Dennoch schlägt Günther Taubner einen Eingriff in die Betriebsanlagen vor, um das Problem zu lösen, also den ebenerdigen Zugang zu den Bahnsteigen 1 und 2 herzustellen. Die Idee kommt vom Betrieb seiner Eisenbahnplatte in Knappenrode: „Ich fahre da so ähnlich.“ Es wären dafür zwei Schritte notwendig: „1. Das Gleis 1 ist als Stumpfgleis mit einem Prellbock vor dem Zugang abzusichern.“ Es wäre ein Ein- und Ausfahren von Zügen also nur noch aus Richtung Westen (Schwarzkollm, Lauta) möglich. Beseitigt würden die Umstände, die es der Bahn erschweren, das Tor zu öffnen. Zum einen ist das Betreten von Gleisanlagen für Betriebsfremde eigentlich verboten. Zum anderen haben die Leute auf dem Stellwerk an und für sich andere Aufgaben, als Türöffner zu spielen. Würde das Gleis am Tor also nicht mehr benutzt, würde das Tor nicht mehr benötigt und es könnte der nächste Schritt folgen: „2. Das Gleis 2 muss durch Zaun und Tor, ähnlich wie zur Zeit bei Gleis 1 noch vorhanden, abgeschirmt werden“, schlägt Taubner vor.

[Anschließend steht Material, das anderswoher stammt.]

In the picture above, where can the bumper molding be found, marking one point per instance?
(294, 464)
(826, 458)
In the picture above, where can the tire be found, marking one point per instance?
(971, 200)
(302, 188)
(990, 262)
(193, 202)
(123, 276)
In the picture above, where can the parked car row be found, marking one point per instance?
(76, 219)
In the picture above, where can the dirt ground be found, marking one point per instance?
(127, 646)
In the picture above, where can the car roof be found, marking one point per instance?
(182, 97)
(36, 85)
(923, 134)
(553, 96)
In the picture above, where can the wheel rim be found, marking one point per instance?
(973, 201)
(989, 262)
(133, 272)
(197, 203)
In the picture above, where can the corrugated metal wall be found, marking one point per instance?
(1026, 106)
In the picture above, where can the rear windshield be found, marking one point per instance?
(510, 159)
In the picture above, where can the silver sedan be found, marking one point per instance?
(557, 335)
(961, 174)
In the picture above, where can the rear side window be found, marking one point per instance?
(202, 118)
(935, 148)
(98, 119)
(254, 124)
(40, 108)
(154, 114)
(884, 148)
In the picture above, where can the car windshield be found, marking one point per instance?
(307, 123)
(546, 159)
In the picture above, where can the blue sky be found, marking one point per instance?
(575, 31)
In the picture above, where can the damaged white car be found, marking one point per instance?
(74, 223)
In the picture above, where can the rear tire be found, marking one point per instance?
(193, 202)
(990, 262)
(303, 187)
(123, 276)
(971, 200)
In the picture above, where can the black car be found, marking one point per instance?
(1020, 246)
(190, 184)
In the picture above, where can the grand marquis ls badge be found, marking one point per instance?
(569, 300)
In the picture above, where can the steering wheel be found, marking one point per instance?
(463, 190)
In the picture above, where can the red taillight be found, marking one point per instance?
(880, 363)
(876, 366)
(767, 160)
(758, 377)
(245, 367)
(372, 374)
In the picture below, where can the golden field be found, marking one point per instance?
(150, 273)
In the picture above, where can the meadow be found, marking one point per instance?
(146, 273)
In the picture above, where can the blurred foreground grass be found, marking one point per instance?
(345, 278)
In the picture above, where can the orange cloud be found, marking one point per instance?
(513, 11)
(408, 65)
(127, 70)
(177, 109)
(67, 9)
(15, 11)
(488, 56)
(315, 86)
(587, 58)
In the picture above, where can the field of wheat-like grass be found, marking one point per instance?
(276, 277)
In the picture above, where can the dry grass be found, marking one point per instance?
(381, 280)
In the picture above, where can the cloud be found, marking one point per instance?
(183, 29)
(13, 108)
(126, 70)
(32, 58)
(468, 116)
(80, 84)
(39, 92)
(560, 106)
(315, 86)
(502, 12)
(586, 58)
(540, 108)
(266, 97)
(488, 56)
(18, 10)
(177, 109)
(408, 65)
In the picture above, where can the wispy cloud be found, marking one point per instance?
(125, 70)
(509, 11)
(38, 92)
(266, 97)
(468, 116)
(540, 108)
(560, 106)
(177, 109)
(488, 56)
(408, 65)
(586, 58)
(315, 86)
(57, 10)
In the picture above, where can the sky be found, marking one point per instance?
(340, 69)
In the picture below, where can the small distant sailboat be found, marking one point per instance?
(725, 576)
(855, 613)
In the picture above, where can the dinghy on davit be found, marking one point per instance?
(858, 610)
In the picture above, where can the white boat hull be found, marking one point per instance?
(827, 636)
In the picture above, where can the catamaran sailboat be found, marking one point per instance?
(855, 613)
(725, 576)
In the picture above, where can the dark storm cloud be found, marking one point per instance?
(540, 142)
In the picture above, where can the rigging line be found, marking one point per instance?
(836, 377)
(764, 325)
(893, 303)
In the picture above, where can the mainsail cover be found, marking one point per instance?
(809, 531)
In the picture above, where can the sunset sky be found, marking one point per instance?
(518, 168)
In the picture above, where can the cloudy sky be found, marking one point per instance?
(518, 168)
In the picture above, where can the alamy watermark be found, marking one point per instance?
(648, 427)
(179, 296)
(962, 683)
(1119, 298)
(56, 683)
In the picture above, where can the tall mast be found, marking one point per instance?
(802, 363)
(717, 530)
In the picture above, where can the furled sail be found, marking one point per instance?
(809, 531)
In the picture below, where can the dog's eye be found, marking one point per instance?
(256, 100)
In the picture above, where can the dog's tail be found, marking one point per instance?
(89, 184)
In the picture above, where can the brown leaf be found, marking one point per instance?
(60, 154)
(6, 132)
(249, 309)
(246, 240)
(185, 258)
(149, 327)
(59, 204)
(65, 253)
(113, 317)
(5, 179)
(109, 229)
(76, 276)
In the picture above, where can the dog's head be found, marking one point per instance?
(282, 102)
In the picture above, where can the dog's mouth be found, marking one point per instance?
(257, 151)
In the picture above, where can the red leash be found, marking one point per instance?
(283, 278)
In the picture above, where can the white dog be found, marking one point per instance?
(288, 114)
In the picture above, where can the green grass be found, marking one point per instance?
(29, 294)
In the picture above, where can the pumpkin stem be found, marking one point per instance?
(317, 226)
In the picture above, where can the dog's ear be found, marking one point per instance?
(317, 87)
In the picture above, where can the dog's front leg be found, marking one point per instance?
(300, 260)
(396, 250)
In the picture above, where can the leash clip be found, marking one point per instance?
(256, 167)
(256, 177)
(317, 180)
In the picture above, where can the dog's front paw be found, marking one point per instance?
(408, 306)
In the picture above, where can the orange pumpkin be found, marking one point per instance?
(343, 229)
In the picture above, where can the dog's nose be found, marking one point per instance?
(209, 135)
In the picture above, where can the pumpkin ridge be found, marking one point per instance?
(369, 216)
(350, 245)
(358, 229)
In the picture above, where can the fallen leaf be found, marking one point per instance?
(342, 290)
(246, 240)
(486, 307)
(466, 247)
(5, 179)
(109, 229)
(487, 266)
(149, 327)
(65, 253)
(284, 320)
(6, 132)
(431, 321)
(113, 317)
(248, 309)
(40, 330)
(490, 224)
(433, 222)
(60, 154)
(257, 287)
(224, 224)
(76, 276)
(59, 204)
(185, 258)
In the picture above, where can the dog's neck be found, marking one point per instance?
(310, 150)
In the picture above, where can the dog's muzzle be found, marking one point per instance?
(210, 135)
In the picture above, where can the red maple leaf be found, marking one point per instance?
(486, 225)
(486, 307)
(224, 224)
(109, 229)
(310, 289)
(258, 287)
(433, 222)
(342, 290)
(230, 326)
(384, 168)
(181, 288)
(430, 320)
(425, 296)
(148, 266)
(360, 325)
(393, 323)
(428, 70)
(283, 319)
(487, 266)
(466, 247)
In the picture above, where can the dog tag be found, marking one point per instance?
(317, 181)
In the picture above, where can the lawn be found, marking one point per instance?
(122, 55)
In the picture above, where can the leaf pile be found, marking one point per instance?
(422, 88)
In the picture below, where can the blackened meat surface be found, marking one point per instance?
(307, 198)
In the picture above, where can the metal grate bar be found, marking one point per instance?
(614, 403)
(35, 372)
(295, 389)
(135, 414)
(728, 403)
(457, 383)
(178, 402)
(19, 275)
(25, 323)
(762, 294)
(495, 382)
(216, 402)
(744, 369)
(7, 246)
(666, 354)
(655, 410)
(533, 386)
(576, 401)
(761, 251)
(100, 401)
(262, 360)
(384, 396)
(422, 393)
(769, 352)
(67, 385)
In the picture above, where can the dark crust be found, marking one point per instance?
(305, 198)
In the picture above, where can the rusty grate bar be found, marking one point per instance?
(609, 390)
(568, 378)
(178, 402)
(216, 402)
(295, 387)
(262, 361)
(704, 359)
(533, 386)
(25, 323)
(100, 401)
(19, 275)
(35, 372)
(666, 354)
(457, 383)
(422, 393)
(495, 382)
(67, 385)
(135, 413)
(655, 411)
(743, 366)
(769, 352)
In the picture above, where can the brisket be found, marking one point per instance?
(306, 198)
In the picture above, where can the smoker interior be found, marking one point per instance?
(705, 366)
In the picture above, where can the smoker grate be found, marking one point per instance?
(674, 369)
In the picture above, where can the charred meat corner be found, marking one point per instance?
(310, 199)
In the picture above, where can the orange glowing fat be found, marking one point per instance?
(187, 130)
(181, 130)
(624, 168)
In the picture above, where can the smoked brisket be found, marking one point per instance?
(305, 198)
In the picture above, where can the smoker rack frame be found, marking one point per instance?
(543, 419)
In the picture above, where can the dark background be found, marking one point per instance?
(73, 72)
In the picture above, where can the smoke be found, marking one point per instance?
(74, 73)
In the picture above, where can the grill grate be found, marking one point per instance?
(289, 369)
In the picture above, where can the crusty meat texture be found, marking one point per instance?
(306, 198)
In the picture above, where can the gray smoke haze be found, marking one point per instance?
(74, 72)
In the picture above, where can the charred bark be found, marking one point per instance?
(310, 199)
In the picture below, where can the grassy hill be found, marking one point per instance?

Er hat sogar eine Zeichnung angefertigt, wie er sich das Ganze vorstellt. Freilich, sagt er, müsste die Regelfahrweise so festgesetzt sein, dass auch nur die Gleise 1 und 2 benötigt würden. Gegenwärtig ist das mit den Zügen von und nach Dresden beziehungsweise Leipzig der Fall. Günther Taubner meint, theoretisch könnte man ab Dezember auch die Züge von und nach Görlitz so zeitlich takten, dass es auch klappt. „Es ist nur eine Idee“, sagt der Senior. Es ist freilich nicht die einzige. Erst jüngst hat ein früherer Bahnmitarbeiter der Bahn einen weiteren Vorschlag unterbreitet, über den er öffentlich noch nicht sprechen will. So viel sei verraten: Es würde auch hier – falls den technischen Vorschriften entsprochen werden kann – ohne Aufzüge für den Personentunnel gehen, die wegen des hohen Grundwasserstandes nicht so einfach einzubauen wären.